Questions of data infrastructure and data sovereignty are centrally important for the Global South, including in relation to health. China is investing significant resources in the expansion of digital infrastructure, particularly in Africa. In its data sovereignty policy, India consciously draws reference to the colonial past and refuses to allow foreign companies to behave ‘like the East India Company’ and extract valuable health data like raw materials. India’s
goal is to be a global digital leader. It used its G20 presidency to this end and launched a new Global Initiative on Digital Health together with the WHO.
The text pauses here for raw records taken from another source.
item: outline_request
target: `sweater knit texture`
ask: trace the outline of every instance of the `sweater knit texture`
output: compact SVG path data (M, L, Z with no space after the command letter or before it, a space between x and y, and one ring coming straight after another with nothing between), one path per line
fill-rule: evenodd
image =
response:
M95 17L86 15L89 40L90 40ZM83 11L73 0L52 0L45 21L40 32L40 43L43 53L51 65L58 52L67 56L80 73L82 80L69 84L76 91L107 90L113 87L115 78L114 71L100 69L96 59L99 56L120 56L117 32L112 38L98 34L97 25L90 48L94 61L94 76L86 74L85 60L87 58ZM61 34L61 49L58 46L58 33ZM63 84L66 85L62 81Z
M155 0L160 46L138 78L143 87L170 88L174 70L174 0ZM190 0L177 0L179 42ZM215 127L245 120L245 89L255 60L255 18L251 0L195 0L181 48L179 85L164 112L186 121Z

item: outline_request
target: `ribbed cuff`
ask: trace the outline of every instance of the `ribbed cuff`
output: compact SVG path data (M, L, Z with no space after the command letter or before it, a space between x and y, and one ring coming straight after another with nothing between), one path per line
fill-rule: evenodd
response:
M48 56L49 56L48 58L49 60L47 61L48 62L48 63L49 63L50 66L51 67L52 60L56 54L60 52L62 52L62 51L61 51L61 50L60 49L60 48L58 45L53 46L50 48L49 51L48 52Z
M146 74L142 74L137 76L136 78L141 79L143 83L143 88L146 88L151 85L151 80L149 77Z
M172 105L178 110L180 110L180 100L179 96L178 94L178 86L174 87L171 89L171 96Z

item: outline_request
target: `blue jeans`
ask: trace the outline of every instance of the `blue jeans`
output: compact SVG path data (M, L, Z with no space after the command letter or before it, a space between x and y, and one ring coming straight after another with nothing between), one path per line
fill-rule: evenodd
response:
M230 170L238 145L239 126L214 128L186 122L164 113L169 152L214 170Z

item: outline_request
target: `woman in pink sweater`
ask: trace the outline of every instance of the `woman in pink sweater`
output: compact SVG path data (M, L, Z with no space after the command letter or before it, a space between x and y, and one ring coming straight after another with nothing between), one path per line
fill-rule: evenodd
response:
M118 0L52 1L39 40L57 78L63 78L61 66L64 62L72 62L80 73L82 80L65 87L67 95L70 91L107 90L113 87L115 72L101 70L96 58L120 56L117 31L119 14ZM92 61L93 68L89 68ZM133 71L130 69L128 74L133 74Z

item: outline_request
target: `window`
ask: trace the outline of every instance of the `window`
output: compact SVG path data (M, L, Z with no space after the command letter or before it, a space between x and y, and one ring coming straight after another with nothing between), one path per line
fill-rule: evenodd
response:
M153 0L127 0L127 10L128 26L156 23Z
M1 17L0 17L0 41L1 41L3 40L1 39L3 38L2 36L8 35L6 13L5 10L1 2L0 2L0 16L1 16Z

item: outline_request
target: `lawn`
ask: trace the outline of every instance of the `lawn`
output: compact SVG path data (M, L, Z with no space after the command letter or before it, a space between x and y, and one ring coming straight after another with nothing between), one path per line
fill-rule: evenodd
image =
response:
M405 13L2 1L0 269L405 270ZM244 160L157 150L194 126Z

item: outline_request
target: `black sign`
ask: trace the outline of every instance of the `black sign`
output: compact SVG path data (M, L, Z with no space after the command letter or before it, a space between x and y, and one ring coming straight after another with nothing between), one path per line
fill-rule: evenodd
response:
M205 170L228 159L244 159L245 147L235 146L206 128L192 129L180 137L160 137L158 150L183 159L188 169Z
In this uncertain period, the weaknesses of existing processes and organisations are circumvented and cleverly exploited. Trust in common solutions was destroyed during the Covid-19 pandemic. Yet countries remain highly interdependent. No country can solve pandemics and climate change alone. The complex interrelationships of the multiple existing crises are encountering a tired multilateral system with little money, reduced power to act and increasingly blurred responsibilities and accountability processes. Change is imperative. Multipolarity combined with the increase in power – politically and economically – of the Global South carries the potential for major change, the values, norms and policies of which are only just emerging. The G20 carries a high responsibility here.